Our competitors have greater financial resources and greater name recognition than we do and therefore may compete more successfully in the semiconductor capital equipment industry than we can.

        We believe that to be competitive, we will require significant financial resources in order to offer a broad range of systems, to maintain customer service and support centers worldwide and to invest in research and development. Many of our existing and potential competitors, including, among others, Applied Materials, Inc., Lam Research Corporation, Novellus and Tokyo Electron Limited, have substantially greater financial resources, more extensive engineering, manufacturing, marketing and customer service and support capabilities, larger installed bases of current generation etch, deposition and other production equipment and broader process equipment offerings, as well as greater name recognition than we do. We cannot assure you that we will be able to compete successfully against these companies in the United States or worldwide.

We depend on sales of our advanced products to customers that may not fully adopt our product for production use.

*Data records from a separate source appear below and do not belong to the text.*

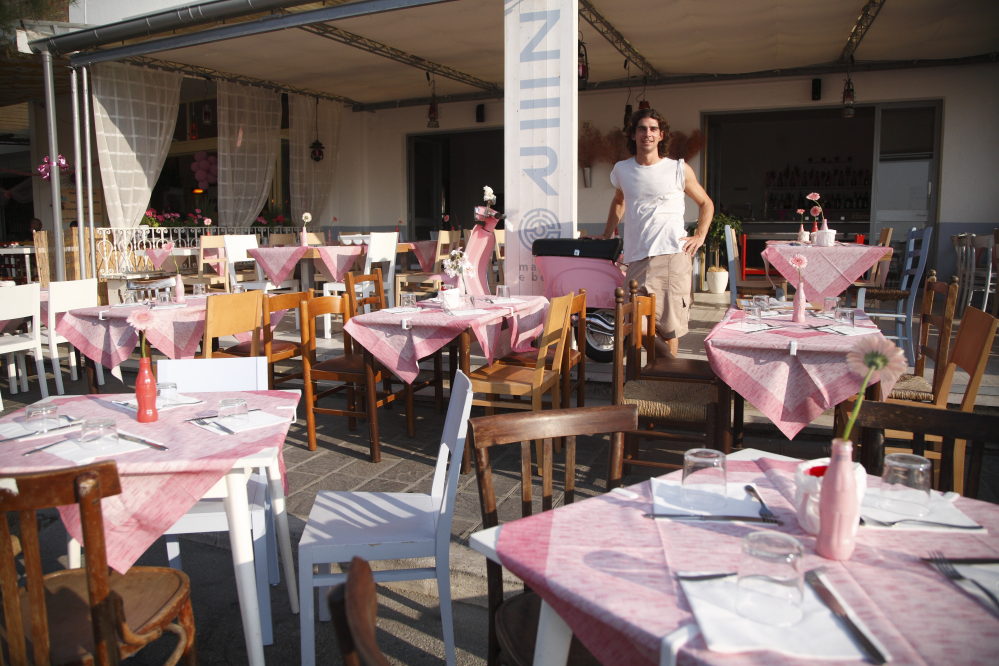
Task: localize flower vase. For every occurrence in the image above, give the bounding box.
[135,356,159,423]
[791,281,805,324]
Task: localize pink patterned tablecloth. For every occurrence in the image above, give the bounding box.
[704,308,892,439]
[344,296,548,384]
[763,241,892,301]
[497,459,999,666]
[0,391,300,573]
[246,245,309,285]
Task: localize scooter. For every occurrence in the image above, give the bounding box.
[531,237,625,363]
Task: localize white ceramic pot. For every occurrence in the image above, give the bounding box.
[707,271,728,294]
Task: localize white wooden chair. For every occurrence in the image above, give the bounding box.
[42,278,104,395]
[0,282,49,398]
[298,370,472,666]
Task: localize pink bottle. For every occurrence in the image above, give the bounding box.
[815,438,860,560]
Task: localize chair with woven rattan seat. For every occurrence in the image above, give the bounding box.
[0,460,198,666]
[222,289,313,390]
[468,405,638,666]
[607,287,731,487]
[201,290,263,358]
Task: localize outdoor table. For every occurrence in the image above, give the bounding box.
[343,296,548,474]
[763,241,892,301]
[704,308,892,439]
[469,450,999,666]
[0,391,301,666]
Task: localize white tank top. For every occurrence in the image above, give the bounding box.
[611,157,687,264]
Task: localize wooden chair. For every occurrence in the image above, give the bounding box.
[468,405,638,666]
[222,289,313,390]
[0,460,198,666]
[469,294,573,469]
[201,291,263,358]
[494,289,586,409]
[326,555,389,666]
[608,287,731,487]
[856,400,999,498]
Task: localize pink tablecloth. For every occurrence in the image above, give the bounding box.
[344,296,548,384]
[497,459,999,666]
[763,241,891,301]
[704,308,891,439]
[0,391,299,573]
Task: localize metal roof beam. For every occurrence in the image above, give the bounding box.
[579,0,662,77]
[840,0,885,62]
[300,23,500,92]
[70,0,455,67]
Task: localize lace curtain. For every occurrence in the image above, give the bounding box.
[93,63,184,229]
[218,81,281,227]
[288,95,343,225]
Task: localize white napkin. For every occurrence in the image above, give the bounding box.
[650,478,760,518]
[680,572,891,661]
[860,488,984,532]
[191,410,291,435]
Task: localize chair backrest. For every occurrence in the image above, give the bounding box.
[916,270,958,398]
[156,356,268,393]
[327,555,389,666]
[201,291,262,358]
[0,460,121,665]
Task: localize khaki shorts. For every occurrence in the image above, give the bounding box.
[624,252,693,340]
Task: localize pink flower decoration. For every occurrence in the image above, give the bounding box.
[846,335,906,386]
[125,308,153,331]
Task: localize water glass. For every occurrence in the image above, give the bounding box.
[833,308,856,328]
[219,398,250,427]
[156,382,180,409]
[80,419,118,451]
[735,532,805,627]
[680,449,728,511]
[878,453,933,516]
[24,402,59,432]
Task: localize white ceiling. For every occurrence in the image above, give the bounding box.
[139,0,999,103]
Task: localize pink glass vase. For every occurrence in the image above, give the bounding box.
[815,438,860,560]
[791,281,806,324]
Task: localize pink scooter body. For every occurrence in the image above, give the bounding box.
[534,257,624,309]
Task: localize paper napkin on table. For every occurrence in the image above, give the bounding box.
[680,572,890,661]
[649,478,760,518]
[191,410,291,435]
[860,488,984,528]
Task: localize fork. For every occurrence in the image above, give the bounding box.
[930,550,999,611]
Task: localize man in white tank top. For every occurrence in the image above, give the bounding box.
[604,109,715,358]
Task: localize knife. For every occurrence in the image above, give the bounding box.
[805,571,887,664]
[643,513,784,525]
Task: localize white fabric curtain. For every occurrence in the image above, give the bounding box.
[93,63,184,229]
[218,81,281,227]
[288,95,343,225]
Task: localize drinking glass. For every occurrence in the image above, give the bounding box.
[680,449,728,511]
[24,402,59,432]
[878,453,933,516]
[156,382,180,409]
[80,419,118,451]
[735,532,805,627]
[219,398,250,426]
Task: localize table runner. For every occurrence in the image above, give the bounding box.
[246,245,309,286]
[497,459,999,666]
[344,296,548,384]
[704,308,892,439]
[0,391,300,573]
[763,241,891,301]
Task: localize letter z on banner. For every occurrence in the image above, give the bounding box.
[503,0,579,294]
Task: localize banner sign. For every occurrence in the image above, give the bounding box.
[503,0,579,294]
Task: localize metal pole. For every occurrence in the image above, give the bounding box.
[69,68,87,280]
[42,50,66,282]
[80,67,97,277]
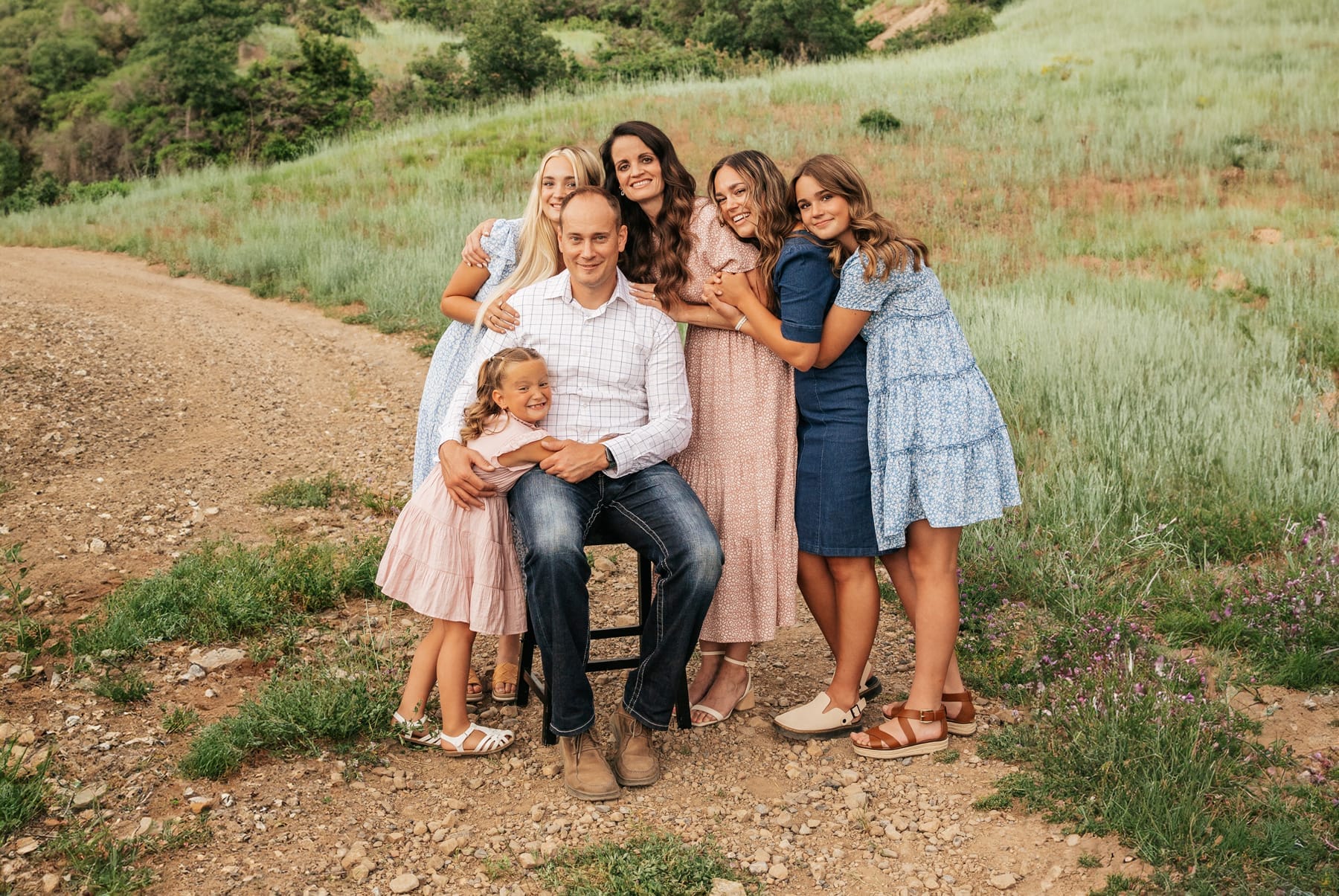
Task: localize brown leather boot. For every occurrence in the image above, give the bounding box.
[559,731,621,799]
[613,709,660,787]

        We have designed our advanced etch and deposition products for customer applications in emerging new films, polysilicon and metal which we believe to be the leading edge of critical applications for the production of advanced semiconductor and other microelectronic devices. Revenues from the sale of our advanced etch and deposition systems accounted for 30%, 40% and 25% of total revenues in fiscal 2005, 2004 and 2003, respectively. Our advanced systems are currently being used primarily for research and development activities or low volume production. For our advanced systems to achieve full market adoption, our customers must utilize these systems for volume production. We cannot assure you that the market for devices incorporating emerging films, polysilicon or metal will develop as quickly or to the degree we expect. If our advanced systems do not achieve significant sales or volume production due to a lack of full customer adoption, our business, financial condition, results of operations and cash flows will be materially adversely affected.

Our potential customers may not adopt our products because of their significant cost or because our potential customers are already using a competitor’s tool.

        A substantial investment is required to install and integrate capital equipment into a semiconductor production line. Additionally, we believe that once a device manufacturer has selected a particular vendor’s capital equipment, that manufacturer generally relies upon that vendor’s equipment for that specific production line application and, to the extent possible, subsequent generations of that vendor’s systems. Accordingly, it may be extremely difficult to achieve significant sales to a particular customer once that customer has selected another vendor’s capital equipment unless there are compelling reasons to do so, such as significant performance or cost advantages. Any failure to gain access and achieve sales to new customers will adversely affect the successful commercial adoption of our products and could have a detrimental effect on us.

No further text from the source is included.